Sounds like a fine deal. But Sievert seemingly couldn't resist taking a dig at BlackBerry CEO John Chen, claiming that the premise of Chen's blog post yesterday (which more or less sparked this back-and-forth) was that "it's best for customers if we restrict the free flow of information and limit consumer choice."

Funny - we must have read a different post, because we don't remember that bit at all.

Update: A T-Mobile spokesperson sent TechRadar the following statement clarifying its current relationship with BlackBerry:

"Customers can purchase some of the latest BlackBerry devices from T-Mobile - including the Q10 and Z10 that we have carried since they launched. They can buy and direct ship devices from more than 3,000 T-Mobile retail stores and as an additional courtesy to our BlackBerry customers, we will begin offering free expedited shipping of BlackBerry devices by Friday. Customers can also bring unlocked BlackBerry devices to T-Mobile. We are happy to be a BlackBerry partner and apologize for any confusion."

Original story follows…

BlackBerry's most loyal customers responded angrily on social media recently when T-Mobile offered them free iPhone 5s, a move that BlackBerry CEO John Chen has called "inappropriate and ill-conceived."

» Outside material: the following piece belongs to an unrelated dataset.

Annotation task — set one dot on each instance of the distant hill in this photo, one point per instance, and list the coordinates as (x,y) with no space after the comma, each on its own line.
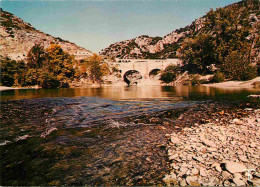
(167,46)
(18,37)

"As we were never told of their plans in advance, I can only guess that T-Mobile thought its 'great offer for BlackBerry customers' would be well received. T-Mobile could not have been more wrong," Chen wrote in an official blog post.

He continued, "I can assure you that we are outraged too. What puzzles me more is that T-Mobile did not speak with us before or after they launched this clearly inappropriate and ill-conceived marketing promotion."

He said BlackBerry customers' "passion motivates us every day as we navigate our turnaround," and hinted at an upcoming offer specifically for BlackBerry users on T-Mobile.

Harsh words

Chen's words are quite an admonishment, but apparently the offer was so offensive to BlackBerry diehards that T-Mobile CEO John Legere himself took to Twitter over the weekend to respond.

"BlackBerry users, I'm hearing you loud and clear. Let me work with the team and get back with you," Legere tweeted.

"We give our customers choices, but you don't have to give up your #loyalty," he said in a follow-up message.

To their credits, both Legere and Chen have remained #allclass so far.

"To T-Mobile, I would like to remind you that our long-standing partnership was once productive and profitable for both BlackBerry and T-Mobile," Chen said. "I hope we can find a way forward that allows us to serve our shared customers once again. Notwithstanding the current challenge, we remain very excited about BlackBerry's future."